La sorpresa di giornata è senza dubbio Missing, il primo film commerciale di Katayama Shinzo, già assistente alla regia del maestro coreano Bong Joon-ho. Il film ha senza dubbio vibes dai suoi lavori come Memories of Murder, senza raggiungerne la qualità né l'incisività della critica sociale, ma dicendo comunque cose interessanti. Una coproduzione Corea-Giappone che convince e che ci porta all'interno di un'ambientazione atipica e lontana da contesti più cosmopoliti come Tokyo (Osaka è la città natale del regista). La vicenda è incentrata sull’imperturbabile Harada Satoshi (Sato Jiro), un tempo gestore di un club di ping pong e ora disoccupato e depresso, e Kaede (Ito Aoi), la sua coraggiosa figlia adoloscente che all’inizio del film accorre in aiuto del padre che è stato beccato a rubare in un negozio. Dopo che la figlia è riuscita a farlo rilasciare, Satoshi le racconta di aver visto un serial killer sulla cui testa pende una taglia di tre milioni di yen ($26.000). Una simile cifra risolverebbe i loro problemi economici, ma il giorno successivo Satoshi scompare misteriosamente e Kaede va a cercarlo insieme a un compagno di classe (Ishii Shotaro) che insiste fastidiosamente affinché lei diventi la sua ragazza. Ecco quindi tre linee narrative dedicate ai tre personaggi principali intrecciarsi dando vita a tre diversi registri: il mystery è legato alla figlia, la black comedy nerissima alla Sion Sono al killer e infine il crime drama alla Coen al padre. Ciliegina sulla torta il bel finale con una partita di ping pong fantasma tra padre e figlia: un rimando alla linea sottile tra bene e male, giusto e sbagliato che sostiene tutto il film e che ci sorprende con una insperata forza.  

A livello elementare, il conflitto che costituisce il cuore di Kingmaker è l’annosa domanda: il fine giustifica i mezzi?
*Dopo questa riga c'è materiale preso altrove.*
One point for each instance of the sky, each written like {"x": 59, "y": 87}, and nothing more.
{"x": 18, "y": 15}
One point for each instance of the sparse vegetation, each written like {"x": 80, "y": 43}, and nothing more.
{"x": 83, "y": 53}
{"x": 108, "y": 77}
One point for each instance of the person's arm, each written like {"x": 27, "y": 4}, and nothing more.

Kim Woon-bum (interpretato in modo brillante da Sul Kyung-gu, che era anche stato il protagonista del primo grande successo del regista Byun The Merciless) riconosce un fondamento di verità e decide di far entrare lo stratega nella sua squadra. I successi elettorali arrivano subito, ma si percepisce anche una tensione crescente. Il cambiamento nel rapporto tra questi due uomini nel corso del tempo è il nucleo centrale del film. Kingmaker è un film ambizioso, e la sua scenografia e fotografia lo dimostrano. Lo spettatore segue la scalata al successo di Kim Woon-bum nel corso di un decennio, e i diversi spazi in cui lui si muove e le sfide che lui supera sono descritti nei minimi dettagli. La nomina di Kim al congresso del suo partito nel 1971 è quasi un film a sé, organizzato con un impressionante senso del dramma e della misura. Nel frattempo, e per tutto lo sviluppo della storia, il film continua a porre al suo pubblico domande sulla natura del potere e degli ideali. Kingmaker è un vivace affresco di un’epoca passata che ha anche molto da dire sulla politica e gli uomini politici del presente.

FUORI COMPETIZIONE


Gli affezionati del cinema Visionario hanno come al solito potuto assistere a proiezioni ad hoc e più in linea con il pubblico cinefilo, con proposte come il noir neorealista Slingshot, dell'apprezzato regista filippino Brillante Mendoza, e il classico action The Heroic Trio del maestro di Hong Kong, Johnnie To. Terrorizers di Ho Wi-ding, invece, del classico porta solo l'ambizioso titolo, quello del capolavoro di Edward Yang, pietra miliare della new wave taiwanese. Come il suo omonimo del 1986, Terrorizers racconta le storie di un gruppo di giovani nella Taipei contemporanea. Leitmotiv del film è la mancanza di autentica connessione tra le persone e l'effetto del mondo virtuale (videogiochi, pornografia, chat) su quello reale, esplicitato nel personaggio di Ming-liang (Austin Lin). Sebbene non sia esplicitamente un “film sulla pandemia”, il messaggio di Terrorizers sulle pericolose conseguenze del consumo eccessivo dei mezzi di comunicazione calza a pennello: il film mostra come la nostra illimitata ossessione per i media digitali alteri la psiche quando siamo più vulnerabili, al punto da creare una distorsione tossica e contorta del mondo che ci circonda. Sfortunatamente, Edward Yang non è vissuto abbastanza da assistere all’ascesa dell’era digitale, ma il rispettoso omaggio di Ho dà un’idea abbastanza buona di come il maestro avrebbe potuto interpretare il mondo di oggi.